Sunday, March 17, 2013

What's more important, great product or great team?

A couple of weeks ago, I had a chance to talk to a product manager at a partner company.  We were having a casual dinner and talking about different topics.  One of the topics was about launching a startup.  She had thought about launching her own startup and she mentioned that she didn't have a concrete product idea yet. She felt that identifying a worthwhile problem to solve and coming up with a solution was where startup got founded.  She wanted to find a problem that was socially responsible as well as personally interesting as studying impacts of global warming on ocean life.

That's great, I thought.  Finding meaning in one's work is important to persist through all the trials and tribulations.  It is also true that identifying a problem that is worth solving is an important step in creating a startup.  But there is more important piece.  That's putting together a right team.


I'm utterly convinced that startup lives or dies by its founding team members.  By founding team members, I mean the co-founder(s) and the half a dozen employees who join the team at the early stage.  It is arguably more important than figuring out the product-market fit, and it's definitely more important than deciding what  problem startup is solving.

Why do I think that?  That's because people make products, but products don't make people.

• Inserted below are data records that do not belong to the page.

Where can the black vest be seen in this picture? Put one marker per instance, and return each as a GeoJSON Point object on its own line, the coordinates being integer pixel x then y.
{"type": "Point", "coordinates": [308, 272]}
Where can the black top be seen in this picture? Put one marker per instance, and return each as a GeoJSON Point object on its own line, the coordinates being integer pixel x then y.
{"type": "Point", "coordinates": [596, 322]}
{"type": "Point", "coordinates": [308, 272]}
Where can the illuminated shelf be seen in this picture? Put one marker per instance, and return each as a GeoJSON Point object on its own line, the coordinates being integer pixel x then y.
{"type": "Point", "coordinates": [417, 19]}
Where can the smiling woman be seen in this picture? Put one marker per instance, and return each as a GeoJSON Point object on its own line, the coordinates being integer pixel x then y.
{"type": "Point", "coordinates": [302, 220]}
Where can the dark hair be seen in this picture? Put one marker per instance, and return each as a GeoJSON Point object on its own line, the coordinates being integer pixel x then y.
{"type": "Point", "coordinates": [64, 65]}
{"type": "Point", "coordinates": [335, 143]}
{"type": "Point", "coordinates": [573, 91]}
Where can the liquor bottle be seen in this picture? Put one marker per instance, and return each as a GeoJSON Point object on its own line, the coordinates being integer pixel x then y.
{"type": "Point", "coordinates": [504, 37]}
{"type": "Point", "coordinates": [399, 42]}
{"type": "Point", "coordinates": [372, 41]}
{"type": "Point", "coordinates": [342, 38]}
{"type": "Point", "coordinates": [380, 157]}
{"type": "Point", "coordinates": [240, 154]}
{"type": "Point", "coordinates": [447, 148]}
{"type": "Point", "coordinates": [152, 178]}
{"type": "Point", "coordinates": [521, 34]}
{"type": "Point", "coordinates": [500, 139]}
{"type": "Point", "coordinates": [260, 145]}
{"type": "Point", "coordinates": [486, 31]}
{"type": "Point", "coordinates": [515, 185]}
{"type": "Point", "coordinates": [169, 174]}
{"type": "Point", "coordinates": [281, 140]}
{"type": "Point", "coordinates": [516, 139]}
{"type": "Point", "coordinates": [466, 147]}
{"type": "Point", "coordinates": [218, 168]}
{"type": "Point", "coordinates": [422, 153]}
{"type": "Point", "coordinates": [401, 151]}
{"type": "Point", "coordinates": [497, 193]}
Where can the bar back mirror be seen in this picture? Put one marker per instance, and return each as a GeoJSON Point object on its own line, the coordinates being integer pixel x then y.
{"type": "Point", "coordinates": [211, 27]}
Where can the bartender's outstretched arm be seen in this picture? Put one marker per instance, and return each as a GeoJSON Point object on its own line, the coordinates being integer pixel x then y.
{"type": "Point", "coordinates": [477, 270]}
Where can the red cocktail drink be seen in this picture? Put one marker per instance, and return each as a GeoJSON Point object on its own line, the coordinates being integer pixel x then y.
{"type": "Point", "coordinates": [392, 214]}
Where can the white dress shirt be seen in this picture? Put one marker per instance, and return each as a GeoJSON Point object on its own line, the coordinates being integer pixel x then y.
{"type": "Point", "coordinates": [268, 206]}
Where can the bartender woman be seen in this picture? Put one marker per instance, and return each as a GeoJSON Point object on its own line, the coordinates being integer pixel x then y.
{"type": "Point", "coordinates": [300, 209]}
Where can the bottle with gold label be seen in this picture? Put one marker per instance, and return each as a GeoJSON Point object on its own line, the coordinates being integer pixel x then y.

Unlike chicken-and-egg problem, product starts from concept and continuous iteration, and they are executed by the team.  Startup founder is not only creating a product, but along the way has to create a team (at one point or another during the startup life cycle).  Having a dysfunctional and unhealthy team environment creates drag for the entire organization and it can even kill the startup no matter how right the product-market fit is.

And guess what the team is built upon.  It's built on shared strong values.  Something that gives purpose to the entire organization and makes it a great place to work.  If you think about what makes you tick, it really has very little to do with what you do day to day.  Instead, it is a philosophy on life, a core belief that gives meaning to your life.  It doesn't really matter what product that you work on, or what market the startup is going after.  It's the shared value that holds people together.

Therefore, the most important thing is the team and the core value.  If you want to build a lasting startup, founders must stop and think about what values the startup should aspire to.